A ação foi apresentada pela Federação Brasil da Esperança, formada por PT, PCdoB e PV. A representação acusou Flávio Bolsonaro de realizar propaganda eleitoral antecipada contra Lula e de fazer uma associação considerada falsa entre o presidente e organizações criminosas.
Além da retirada do conteúdo, o TSE determinou que a rede social X remova a publicação relacionada ao presidente.
TSE decide pela retirada do vídeo
A decisão ocorreu durante a análise do processo no plenário virtual do TSE. Cinco ministros votaram pela remoção da publicação, enquanto dois foram contrários.
Votaram a favor da retirada Estela Aranha, Ricardo Villas Bôas Cueva, Dias Toffoli, Floriano de Azevedo Marques e Antonio Carlos Ferreira.
Os votos contrários foram apresentados pelo ministro André Mendonça e pelo presidente do TSE, Nunes Marques.
O julgamento ocorreu após Nunes Marques ter rejeitado, em 26 de julho, um pedido de liminar que buscava retirar o vídeo das redes sociais. Com o julgamento do colegiado, a Corte decidiu posteriormente pela remoção do conteúdo.
Publicação foi questionada pela Federação Brasil da Esperança
A Federação Brasil da Esperança levou o caso à Justiça Eleitoral e argumentou que o conteúdo ultrapassava os limites da disputa política.
Segundo a ação, o vídeo atribuía a Lula uma relação com o PCC e o Comando Vermelho sem apresentar elementos que comprovassem a associação. A representação também apontou a existência de propaganda eleitoral antecipada.
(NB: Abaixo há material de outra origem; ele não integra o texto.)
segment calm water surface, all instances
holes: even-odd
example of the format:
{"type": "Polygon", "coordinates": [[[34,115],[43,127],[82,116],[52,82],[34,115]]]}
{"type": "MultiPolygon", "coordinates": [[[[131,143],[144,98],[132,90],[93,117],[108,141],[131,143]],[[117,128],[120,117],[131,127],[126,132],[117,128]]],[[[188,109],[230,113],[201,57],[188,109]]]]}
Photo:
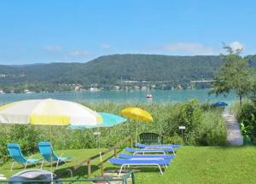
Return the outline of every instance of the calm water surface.
{"type": "Polygon", "coordinates": [[[67,101],[115,101],[115,102],[179,102],[197,98],[200,101],[225,101],[231,103],[237,100],[236,94],[227,97],[208,95],[209,89],[197,90],[152,90],[153,100],[146,98],[146,91],[98,91],[98,92],[58,92],[39,94],[1,94],[0,104],[27,99],[53,98],[67,101]]]}

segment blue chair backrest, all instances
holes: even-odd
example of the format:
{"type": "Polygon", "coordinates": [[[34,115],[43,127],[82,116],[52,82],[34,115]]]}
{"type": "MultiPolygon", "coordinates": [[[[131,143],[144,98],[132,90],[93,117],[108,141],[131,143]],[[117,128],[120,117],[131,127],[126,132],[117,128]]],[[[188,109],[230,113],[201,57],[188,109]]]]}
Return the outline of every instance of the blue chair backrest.
{"type": "Polygon", "coordinates": [[[20,147],[17,143],[8,143],[7,149],[11,158],[18,163],[24,164],[26,158],[23,157],[20,147]]]}
{"type": "Polygon", "coordinates": [[[42,156],[47,161],[50,162],[58,160],[58,158],[55,156],[50,142],[39,142],[38,148],[42,156]]]}

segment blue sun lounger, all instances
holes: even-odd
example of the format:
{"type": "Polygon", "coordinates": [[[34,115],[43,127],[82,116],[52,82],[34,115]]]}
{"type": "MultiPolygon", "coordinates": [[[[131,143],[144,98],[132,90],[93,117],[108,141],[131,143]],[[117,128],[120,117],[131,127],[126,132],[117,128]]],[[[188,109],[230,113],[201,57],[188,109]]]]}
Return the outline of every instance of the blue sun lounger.
{"type": "MultiPolygon", "coordinates": [[[[57,157],[51,147],[50,142],[39,142],[38,148],[39,148],[39,151],[40,151],[42,156],[44,157],[44,160],[46,160],[48,162],[56,161],[57,162],[56,168],[58,167],[59,163],[61,163],[61,162],[66,163],[67,161],[68,161],[69,159],[72,158],[70,157],[61,157],[62,154],[61,155],[61,157],[57,157]]],[[[44,165],[44,161],[42,162],[41,170],[44,165]]]]}
{"type": "Polygon", "coordinates": [[[175,151],[172,147],[168,147],[168,148],[163,148],[163,149],[158,149],[158,148],[143,148],[143,149],[135,149],[135,148],[131,148],[131,147],[125,147],[124,150],[133,152],[133,154],[145,154],[145,153],[162,153],[166,155],[168,152],[172,152],[174,155],[176,155],[175,151]]]}
{"type": "Polygon", "coordinates": [[[113,164],[121,165],[120,170],[119,172],[119,176],[120,175],[122,170],[125,166],[134,165],[134,166],[158,166],[161,175],[163,171],[161,166],[167,167],[171,164],[171,160],[168,159],[122,159],[117,158],[112,158],[108,160],[113,164]]]}
{"type": "Polygon", "coordinates": [[[163,147],[166,147],[166,148],[177,148],[177,147],[181,147],[180,144],[166,144],[166,145],[147,145],[147,144],[142,144],[142,143],[137,143],[136,147],[141,147],[141,148],[148,148],[148,147],[154,147],[154,148],[163,148],[163,147]]]}
{"type": "Polygon", "coordinates": [[[126,154],[126,153],[119,153],[118,155],[119,158],[125,158],[125,159],[173,159],[175,158],[174,155],[157,155],[157,154],[152,154],[152,155],[142,155],[142,154],[137,154],[137,155],[131,155],[131,154],[126,154]]]}
{"type": "MultiPolygon", "coordinates": [[[[24,165],[24,169],[26,169],[27,164],[35,164],[37,165],[38,162],[43,161],[41,158],[26,158],[23,157],[23,154],[20,151],[20,145],[17,143],[9,143],[7,144],[7,149],[9,151],[9,153],[10,157],[13,158],[14,161],[20,163],[24,165]]],[[[11,166],[11,170],[13,170],[13,167],[15,165],[15,162],[13,162],[12,166],[11,166]]]]}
A decisão acontece justamente no início da campanha eleitoral de 2026, período em que candidatos e partidos ampliam a divulgação de conteúdos nas redes sociais e intensificam a disputa por eleitores.
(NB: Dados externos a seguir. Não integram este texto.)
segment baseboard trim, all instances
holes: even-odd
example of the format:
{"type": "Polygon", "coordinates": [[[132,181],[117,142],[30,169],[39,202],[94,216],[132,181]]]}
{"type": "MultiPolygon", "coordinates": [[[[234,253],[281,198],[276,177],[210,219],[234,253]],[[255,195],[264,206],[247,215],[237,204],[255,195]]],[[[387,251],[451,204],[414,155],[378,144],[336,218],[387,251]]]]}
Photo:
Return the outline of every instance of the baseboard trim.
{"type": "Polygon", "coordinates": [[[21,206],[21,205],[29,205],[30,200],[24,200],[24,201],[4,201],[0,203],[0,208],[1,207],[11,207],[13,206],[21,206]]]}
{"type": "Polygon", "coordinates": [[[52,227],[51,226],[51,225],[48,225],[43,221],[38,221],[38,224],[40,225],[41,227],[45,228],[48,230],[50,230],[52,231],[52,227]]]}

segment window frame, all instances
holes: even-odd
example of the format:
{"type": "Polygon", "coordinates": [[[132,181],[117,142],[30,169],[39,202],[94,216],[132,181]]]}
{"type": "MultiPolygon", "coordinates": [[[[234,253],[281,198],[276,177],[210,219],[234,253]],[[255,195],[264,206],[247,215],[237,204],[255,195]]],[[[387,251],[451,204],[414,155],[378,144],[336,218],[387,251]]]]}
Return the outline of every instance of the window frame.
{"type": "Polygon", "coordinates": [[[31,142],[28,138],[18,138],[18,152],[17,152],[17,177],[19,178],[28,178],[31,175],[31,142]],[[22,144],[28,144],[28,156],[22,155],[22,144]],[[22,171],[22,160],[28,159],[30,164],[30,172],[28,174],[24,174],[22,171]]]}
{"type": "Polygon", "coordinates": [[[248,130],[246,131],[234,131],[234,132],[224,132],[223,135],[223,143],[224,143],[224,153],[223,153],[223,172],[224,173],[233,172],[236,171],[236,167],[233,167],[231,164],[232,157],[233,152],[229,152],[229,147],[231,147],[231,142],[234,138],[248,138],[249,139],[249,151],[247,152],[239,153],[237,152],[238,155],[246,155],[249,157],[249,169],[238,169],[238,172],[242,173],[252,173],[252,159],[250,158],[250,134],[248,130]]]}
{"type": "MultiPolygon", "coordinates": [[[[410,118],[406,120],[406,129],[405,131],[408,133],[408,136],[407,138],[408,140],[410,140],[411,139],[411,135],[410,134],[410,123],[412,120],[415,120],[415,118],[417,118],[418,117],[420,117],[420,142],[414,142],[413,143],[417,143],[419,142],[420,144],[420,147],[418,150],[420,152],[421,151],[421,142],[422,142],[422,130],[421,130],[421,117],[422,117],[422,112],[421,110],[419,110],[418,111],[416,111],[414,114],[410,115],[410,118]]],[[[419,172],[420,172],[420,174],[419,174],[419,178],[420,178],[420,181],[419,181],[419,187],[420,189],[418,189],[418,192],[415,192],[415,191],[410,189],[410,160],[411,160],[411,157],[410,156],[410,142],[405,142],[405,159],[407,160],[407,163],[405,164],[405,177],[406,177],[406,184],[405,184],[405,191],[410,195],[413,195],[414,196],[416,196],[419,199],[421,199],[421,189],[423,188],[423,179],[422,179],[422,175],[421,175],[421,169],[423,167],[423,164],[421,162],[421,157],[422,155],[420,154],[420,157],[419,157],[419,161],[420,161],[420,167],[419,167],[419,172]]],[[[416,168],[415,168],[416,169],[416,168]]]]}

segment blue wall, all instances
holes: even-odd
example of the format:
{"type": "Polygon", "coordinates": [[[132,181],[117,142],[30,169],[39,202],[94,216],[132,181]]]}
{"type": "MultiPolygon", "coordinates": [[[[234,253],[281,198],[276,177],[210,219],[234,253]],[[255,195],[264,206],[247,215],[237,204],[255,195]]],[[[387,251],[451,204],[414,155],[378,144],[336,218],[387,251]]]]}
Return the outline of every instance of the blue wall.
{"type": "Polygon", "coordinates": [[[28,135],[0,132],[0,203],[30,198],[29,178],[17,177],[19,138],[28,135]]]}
TSE também analisa outro pedido
Durante o julgamento, o tribunal também deixou de analisar uma ação apresentada pelo ministro André Mendonça que determinava que a Federação Brasil da Esperança entregasse gravações integrais de eventos partidários.
O pedido envolvia registros do 8º Congresso Nacional da federação e do lançamento do projeto Porta-Vozes de Lula, além de documentos como notas fiscais, comprovantes e contratos relacionados às atividades.
O TSE reconheceu que houve inadequação na distribuição desse processo e determinou que o caso fosse redistribuído entre os ministros competentes da Corte.
Decisão ocorre no início da campanha eleitoral
A determinação do TSE ocorre no momento em que a campanha eleitoral de 2026 começa oficialmente nas ruas e nas plataformas digitais.
Com a disputa presidencial em andamento, conteúdos publicados nas redes sociais passam a ser acompanhados de perto pela Justiça Eleitoral. A Corte tem entre suas atribuições analisar possíveis irregularidades relacionadas à propaganda e ao equilíbrio da disputa.
No caso analisado, a decisão determina especificamente a retirada do vídeo que fazia a associação entre Lula e as duas organizações criminosas.
A decisão do TSE representa mais um episódio da disputa eleitoral envolvendo Lula e Flávio Bolsonaro e coloca novamente no centro do debate o uso das redes sociais durante a campanha presidencial.